Dans sa biographie, « Poison Heart, surviving the Ramones » publiée en 1997, Dee Dee nous raconte la genèse de ce projet.

« Andréa [ndlr : Starr, de l’équipe de management des Ramones] était amie avec Stiv Bators, qui venait de quitter The Lords Of The New Church, peu de temps auparavant. Elle a suggéré que je quitte New York un moment, et que j’entre en contact avec Stiv pour essayer de monter un groupe sur Paris. » « Il devait y avoir Chris des Godfathers à la guitare, Vom des Dr and The Medics à la batterie et moi, à la basse […] j’étais d’accord pour venir si Johnny Thunders n’était pas là. » « J’habitais chez Stiv à Paris et finalement Johnny était là. Egal à lui-même : triste, mécontent et dingue, tout à la fois. Il faisait tout ce qu’il pouvait pour que je reprenne la dope. »

« C’était trop nul. Thunders, Stiv et moi, on aurait pu monter un groupe pas trop mal. On a bien essayé de répéter ensemble, mais on s’est juste assis en cercle et on a rien fait de bon. On avait chacun une guitare acoustique et on reprenait de vieux standards des 50, mais ça ne décollait pas. Rien ne se passait. Stiv était revenu réellement amoindri de son séjour à Londres et il m’avait expliqué que son foie ne fonctionnait plus qu’à 80 %. » « Son expérience avec les Lords Of The New Church l’avait trop niqué. Je me doutais bien que Stiv, Johnny et moi et notre petit numéro ‘les trois crétins de New York’ on allait pas sidérer les foules. »

De cette aventure, il reste trois enregistrements facilement trouvables sur YouTube : « Magyk », « Two Hearts » et « Nobody » sans qu’il ne soit possible de réellement savoir qui joue dessus, à l’exception de Stiv Bators. Ce groupe de punk réunissant trois icônes du mouvement s’est sabordé au départ de Dee Dee Ramone, sur une dernière note typique des histoires de camés, racontée par le bassiste lui-même. « J’étais sûr que Johnny me volait des trucs. Mais je ne pouvais rien prouver. Puis je l’ai pris la main dans le sac. Je ne trouvais plus mon manteau nulle part et je l’ai retrouvé dans sa valise. » « J’en avais rien à foutre qu’il soit Johnny Thunders ou qui que ce soit. J’ai fait un gros scandale. Le lendemain, j’ai pris un taxi pour l’aéroport et j’ai acheté un billet retour pour New York. »

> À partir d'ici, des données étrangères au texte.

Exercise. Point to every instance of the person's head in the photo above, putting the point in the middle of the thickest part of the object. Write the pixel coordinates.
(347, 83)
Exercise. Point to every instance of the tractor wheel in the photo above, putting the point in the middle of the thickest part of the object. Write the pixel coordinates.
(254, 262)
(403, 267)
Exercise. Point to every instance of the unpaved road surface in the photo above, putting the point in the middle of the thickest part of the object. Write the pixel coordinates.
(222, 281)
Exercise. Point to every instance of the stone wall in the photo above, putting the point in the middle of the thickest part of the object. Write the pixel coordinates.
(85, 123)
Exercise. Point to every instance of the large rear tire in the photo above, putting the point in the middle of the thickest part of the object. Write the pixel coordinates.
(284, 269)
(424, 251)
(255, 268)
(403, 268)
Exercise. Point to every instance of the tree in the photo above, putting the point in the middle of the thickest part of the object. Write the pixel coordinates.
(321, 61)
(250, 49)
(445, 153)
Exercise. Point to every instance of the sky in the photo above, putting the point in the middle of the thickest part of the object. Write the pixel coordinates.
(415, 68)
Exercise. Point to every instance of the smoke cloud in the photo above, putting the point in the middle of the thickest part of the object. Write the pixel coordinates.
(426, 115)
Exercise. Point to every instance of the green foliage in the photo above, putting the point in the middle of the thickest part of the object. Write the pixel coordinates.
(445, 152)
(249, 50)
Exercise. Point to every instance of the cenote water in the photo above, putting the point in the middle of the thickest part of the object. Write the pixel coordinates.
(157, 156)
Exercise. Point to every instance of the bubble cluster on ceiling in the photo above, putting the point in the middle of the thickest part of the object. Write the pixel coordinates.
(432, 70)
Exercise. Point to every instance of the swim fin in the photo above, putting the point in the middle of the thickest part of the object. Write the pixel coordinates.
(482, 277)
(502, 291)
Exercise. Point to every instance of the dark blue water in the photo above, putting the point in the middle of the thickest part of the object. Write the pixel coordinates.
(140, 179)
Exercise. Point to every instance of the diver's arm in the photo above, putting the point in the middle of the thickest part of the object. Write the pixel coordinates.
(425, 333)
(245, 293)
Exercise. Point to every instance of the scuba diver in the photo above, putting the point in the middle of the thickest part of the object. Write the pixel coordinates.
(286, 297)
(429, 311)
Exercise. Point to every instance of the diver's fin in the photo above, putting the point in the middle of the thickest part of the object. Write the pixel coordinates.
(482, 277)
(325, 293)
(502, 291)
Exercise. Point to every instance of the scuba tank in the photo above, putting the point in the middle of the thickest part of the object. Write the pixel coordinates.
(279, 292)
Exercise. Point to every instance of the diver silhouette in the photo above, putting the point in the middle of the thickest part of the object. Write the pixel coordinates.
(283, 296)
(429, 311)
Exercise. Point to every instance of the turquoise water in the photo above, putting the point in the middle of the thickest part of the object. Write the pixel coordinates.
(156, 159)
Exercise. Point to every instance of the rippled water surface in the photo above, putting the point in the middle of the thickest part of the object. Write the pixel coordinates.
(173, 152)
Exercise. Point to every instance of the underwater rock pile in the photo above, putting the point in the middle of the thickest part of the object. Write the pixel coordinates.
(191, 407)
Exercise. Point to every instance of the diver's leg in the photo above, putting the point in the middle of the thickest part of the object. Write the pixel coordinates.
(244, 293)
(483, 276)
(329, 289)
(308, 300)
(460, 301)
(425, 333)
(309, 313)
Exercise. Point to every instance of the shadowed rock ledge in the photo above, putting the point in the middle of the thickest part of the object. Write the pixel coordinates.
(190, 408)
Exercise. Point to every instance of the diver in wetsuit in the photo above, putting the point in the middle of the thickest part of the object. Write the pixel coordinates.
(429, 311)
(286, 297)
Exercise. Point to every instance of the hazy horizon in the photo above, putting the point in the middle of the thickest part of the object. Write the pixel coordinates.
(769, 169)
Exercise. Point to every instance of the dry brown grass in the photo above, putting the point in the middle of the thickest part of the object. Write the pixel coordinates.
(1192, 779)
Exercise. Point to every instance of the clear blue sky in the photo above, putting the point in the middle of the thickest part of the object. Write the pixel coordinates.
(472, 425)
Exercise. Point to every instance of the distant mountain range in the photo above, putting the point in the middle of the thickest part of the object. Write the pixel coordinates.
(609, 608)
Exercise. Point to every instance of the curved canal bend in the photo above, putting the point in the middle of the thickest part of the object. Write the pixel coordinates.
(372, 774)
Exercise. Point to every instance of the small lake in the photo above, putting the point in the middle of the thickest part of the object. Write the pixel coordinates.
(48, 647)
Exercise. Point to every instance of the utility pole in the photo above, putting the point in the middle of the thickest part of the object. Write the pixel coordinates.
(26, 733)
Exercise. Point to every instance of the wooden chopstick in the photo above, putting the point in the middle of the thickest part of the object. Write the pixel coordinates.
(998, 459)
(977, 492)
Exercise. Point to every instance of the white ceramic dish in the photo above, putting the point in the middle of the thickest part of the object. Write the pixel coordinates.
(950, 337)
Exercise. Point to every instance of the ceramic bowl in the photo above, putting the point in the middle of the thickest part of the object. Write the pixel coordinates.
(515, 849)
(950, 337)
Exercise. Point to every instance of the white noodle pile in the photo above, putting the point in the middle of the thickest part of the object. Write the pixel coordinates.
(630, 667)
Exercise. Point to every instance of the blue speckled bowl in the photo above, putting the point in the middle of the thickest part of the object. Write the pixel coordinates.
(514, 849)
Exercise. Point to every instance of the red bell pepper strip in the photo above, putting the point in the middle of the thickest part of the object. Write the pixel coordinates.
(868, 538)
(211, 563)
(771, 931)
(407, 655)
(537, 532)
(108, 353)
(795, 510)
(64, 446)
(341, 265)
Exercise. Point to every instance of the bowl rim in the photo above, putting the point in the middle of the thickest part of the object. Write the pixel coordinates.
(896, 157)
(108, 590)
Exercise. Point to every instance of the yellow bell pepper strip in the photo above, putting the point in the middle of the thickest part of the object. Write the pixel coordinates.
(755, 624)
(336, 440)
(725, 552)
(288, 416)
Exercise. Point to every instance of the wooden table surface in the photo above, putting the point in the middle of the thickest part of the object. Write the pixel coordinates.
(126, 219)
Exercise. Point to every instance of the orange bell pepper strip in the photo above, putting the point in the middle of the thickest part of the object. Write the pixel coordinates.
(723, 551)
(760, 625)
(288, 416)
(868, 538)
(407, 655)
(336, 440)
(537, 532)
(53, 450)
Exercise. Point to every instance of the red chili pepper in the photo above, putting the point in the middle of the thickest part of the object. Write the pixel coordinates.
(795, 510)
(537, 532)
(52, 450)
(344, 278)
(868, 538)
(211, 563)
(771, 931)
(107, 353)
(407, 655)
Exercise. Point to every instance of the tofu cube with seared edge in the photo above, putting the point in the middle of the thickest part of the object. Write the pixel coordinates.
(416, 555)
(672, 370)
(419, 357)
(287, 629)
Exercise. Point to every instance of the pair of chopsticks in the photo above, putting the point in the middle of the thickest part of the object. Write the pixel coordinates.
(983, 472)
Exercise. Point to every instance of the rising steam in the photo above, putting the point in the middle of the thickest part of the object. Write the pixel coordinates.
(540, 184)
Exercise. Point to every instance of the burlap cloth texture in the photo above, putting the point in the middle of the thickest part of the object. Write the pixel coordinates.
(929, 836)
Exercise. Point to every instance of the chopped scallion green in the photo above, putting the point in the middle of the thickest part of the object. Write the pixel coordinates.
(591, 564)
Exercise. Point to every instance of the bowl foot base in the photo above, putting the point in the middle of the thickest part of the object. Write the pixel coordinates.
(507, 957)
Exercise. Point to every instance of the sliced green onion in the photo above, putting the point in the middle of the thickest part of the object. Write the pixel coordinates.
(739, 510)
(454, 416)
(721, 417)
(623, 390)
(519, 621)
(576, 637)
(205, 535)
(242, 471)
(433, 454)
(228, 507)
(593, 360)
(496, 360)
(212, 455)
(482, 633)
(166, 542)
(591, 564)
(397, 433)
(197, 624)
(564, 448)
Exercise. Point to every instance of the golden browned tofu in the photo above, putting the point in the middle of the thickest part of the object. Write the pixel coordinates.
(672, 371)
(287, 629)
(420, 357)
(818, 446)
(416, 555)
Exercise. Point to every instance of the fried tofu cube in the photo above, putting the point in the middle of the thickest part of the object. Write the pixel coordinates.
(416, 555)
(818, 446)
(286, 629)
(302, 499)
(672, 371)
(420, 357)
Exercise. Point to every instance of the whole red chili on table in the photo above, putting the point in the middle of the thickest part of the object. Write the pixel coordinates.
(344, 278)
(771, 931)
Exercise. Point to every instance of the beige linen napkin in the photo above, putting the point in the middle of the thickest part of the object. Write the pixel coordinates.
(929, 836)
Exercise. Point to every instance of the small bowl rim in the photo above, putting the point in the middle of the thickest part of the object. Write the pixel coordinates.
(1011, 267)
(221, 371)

Stiv Bators décédera quelques semaines plus tard, dans la nuit du 3 juin 1990. Il avait été renversé le jour même par un taxi alors qu’il traversait la rue. Las d’attendre à l’hôpital, il est rentré chez lui et a succombé à une hémorragie cérébrale. Johnny Thunders a suivi le même chemin le 23 avril 1991, à la Nouvelle Orléans. Plusieurs théories se heurtent quant aux causes de sa mort. Certaines, les plus romantiques, disent qu’il a été retrouvé sous une table, recroquevillé avec sa guitare dans les bras. D’autres, plus pragmatiques, dénoncent un règlement de compte avec un dealer. De toute façon, Thunders était malade et n’espérait plus vivre très longtemps. Dee Dee ramone est mort le 5 juin 2002, d’une overdose d’héroïne dans son canapé alors que tout le monde croyait qu’il avait décroché de la dope depuis longtemps.